Six of the world’s top military spenders—Brazil, France, Germany, India, the United Kingdom and the United States—made cuts in their military budgets in 2011, in most cases as part of attempts to reduce budget deficits. Meanwhile other states, notably China and Russia, increased their military spending markedly.
‘The after-effects of the global economic crisis, especially deficit-reduction measures in the USA and Europe, have finally brought the decade-long rise in military spending to a halt—at least for now’, stated Dr Sam Perlo-Freeman, head of the SIPRI Military Expenditure Project.
Budgetary pressures in the United States and Europe lead to austerity cuts
Military expenditure by the USA, the world’s top military spender, fell by 1.2 per cent in real terms (or $8.7 billion in 2010 prices). This is partly the result of the long delay by the US Congress in agreeing a budget for fiscal year 2011, as the Obama Administration clashed with Republicans over how to reduce the US budget deficit.
This trend is likely to continue as deficit-reduction measures approved by the Congress in 2011 will restrict the future growth of the ‘base’ military budget. In addition, it is expected that the withdrawal from Iraq and the drawdown in Afghanistan will lead to falls in additional war spending.

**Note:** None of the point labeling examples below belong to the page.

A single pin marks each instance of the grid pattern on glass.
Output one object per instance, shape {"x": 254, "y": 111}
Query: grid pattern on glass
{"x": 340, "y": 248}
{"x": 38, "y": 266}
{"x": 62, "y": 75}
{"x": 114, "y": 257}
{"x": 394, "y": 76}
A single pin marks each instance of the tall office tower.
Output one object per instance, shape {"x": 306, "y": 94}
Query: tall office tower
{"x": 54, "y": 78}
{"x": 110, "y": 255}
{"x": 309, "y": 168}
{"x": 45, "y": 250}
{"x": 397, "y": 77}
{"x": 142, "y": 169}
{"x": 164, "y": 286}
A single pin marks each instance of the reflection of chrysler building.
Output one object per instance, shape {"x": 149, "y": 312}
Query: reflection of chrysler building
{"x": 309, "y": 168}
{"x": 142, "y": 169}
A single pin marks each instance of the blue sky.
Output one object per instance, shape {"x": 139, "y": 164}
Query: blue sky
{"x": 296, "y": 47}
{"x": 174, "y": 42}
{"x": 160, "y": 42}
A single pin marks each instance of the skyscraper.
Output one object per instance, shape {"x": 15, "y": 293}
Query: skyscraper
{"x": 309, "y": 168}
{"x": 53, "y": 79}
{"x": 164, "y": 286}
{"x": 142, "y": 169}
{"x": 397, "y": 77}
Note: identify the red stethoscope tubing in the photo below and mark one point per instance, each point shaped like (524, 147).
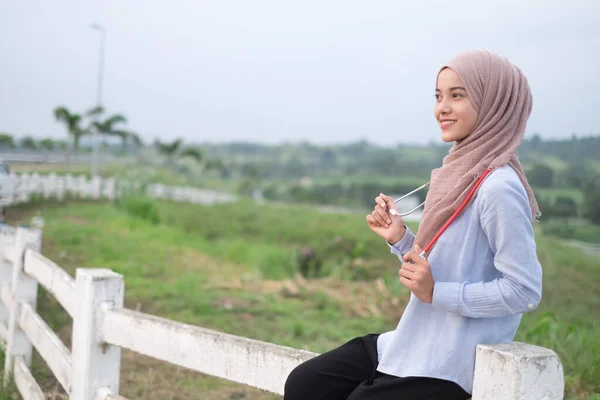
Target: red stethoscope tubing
(457, 212)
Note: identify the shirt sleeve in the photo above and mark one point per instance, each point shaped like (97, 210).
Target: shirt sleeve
(404, 245)
(506, 222)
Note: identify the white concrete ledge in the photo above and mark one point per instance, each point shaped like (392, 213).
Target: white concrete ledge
(251, 362)
(517, 371)
(25, 382)
(53, 278)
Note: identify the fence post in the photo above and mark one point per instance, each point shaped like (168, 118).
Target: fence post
(95, 365)
(517, 371)
(24, 290)
(5, 278)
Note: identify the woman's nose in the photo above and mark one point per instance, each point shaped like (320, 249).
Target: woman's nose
(444, 107)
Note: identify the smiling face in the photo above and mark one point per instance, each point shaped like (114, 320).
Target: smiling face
(453, 111)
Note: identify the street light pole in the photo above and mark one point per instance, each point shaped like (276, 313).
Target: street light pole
(98, 96)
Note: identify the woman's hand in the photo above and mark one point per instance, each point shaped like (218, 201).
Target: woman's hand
(416, 275)
(389, 227)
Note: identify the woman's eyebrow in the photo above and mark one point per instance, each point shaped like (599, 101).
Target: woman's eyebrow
(453, 88)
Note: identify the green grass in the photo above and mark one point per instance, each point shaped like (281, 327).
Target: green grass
(550, 194)
(176, 268)
(582, 231)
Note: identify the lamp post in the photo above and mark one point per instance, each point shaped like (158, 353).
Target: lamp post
(102, 31)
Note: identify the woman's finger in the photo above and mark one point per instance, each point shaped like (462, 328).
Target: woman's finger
(404, 273)
(371, 221)
(409, 267)
(379, 219)
(389, 202)
(383, 212)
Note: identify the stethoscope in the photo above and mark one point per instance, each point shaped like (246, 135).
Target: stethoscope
(452, 217)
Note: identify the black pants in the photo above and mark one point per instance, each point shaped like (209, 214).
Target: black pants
(350, 373)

The three top spenders in Western Europe—France, Germany and the UK—have begun to reduce spending as part of austerity measures imposed to reduce budget deficits. France’s military budget has fallen 4 per cent since 2008, and while reductions over the same period in Germany (1.4 per cent) and the UK (0.6 per cent) have been more modest, both states plan further cuts in the coming years.
Far larger cuts have been made in Greece, Spain, Italy and Ireland as a result of their sovereign debt crises, and most central European countries have also made severe cuts.
Russian military spending increases by over 9 per cent
Russia, in contrast, increased its military spending by 9.3 per cent in 2011, reaching a total of $71.9 billion, which now makes the country the third largest military spender worldwide, overtaking the UK and France.
Further increases in military spending are planned, notably in equipment, research and development (R&D) and support for the arms and military services industry over the period 2011–20, with plans to replace the majority of Russia’s mostly Soviet-era military equipment with modern weaponry by 2020.
Notable regional developments
- Military expenditure in Asia and Oceania rose by 2.4 per cent, due mostly to a 6.7 per cent ($8.2 billion) increase by China. India’s military budget fell by 3.9 per cent, or $1.9 billion, in real terms, with high inflation cancelling out a nominal increase.
- In Africa, most of the regional increase of 8.6 per cent is accounted for by a 44 per cent ($2.5 billion) increase by Algeria - partly due to concerns over the conflict in Libya.
- The Middle East is the only region where a clear increasing pattern was discernible for most countries, although the lack of data for key players such as Iran and the United Arab Emirates (UAE) makes the regional total highly uncertain.
- In Latin America military spending fell by 3.3 per cent in 2011. The region’s leading spender, Brazil, cut its 2011 military budget by 8.2 per cent, or $2.8 billion, as part of efforts to cool its economy and reduce inflation. The resulting fall accounted for almost all of the regional fall in Latin America.
‘It is too early to say whether the flattening of military spending in 2011 represents a long-term change of trend,’ said Dr Perlo-Freeman. ‘While we are likely to see some further falls in the USA and Europe in the next few years, trends in Asia, Africa and the Middle East continue to be upward for now, and any major new war could change the picture dramatically.’
SIPRI’s research on military spending monitors developments in military expenditure worldwide and maintains the most comprehensive, consistent and extensive data source available on military expenditure. Military expenditure refers to all government spending on current military forces and activities, including salaries and benefits, operational expenses, arms and equipment purchases, military construction, research and development, and central administration, command and support. SIPRI therefore discourages the use of terms such as ‘arms spending’ when referring to military expenditure, as spending on armaments is usually only a minority of the total.
*All percentage increases and decreases are expressed in real terms (constant 2010 prices).
This is the final of a series of three major data sets pre-launches, before SIPRI's Yearbook is published in June 2012. On 4 June SIPRI will launch its 2012 Yearbook (cutting-edge information and analysis on the state of the world's nuclear forces, the international peacekeeping agenda and steps to control WMD).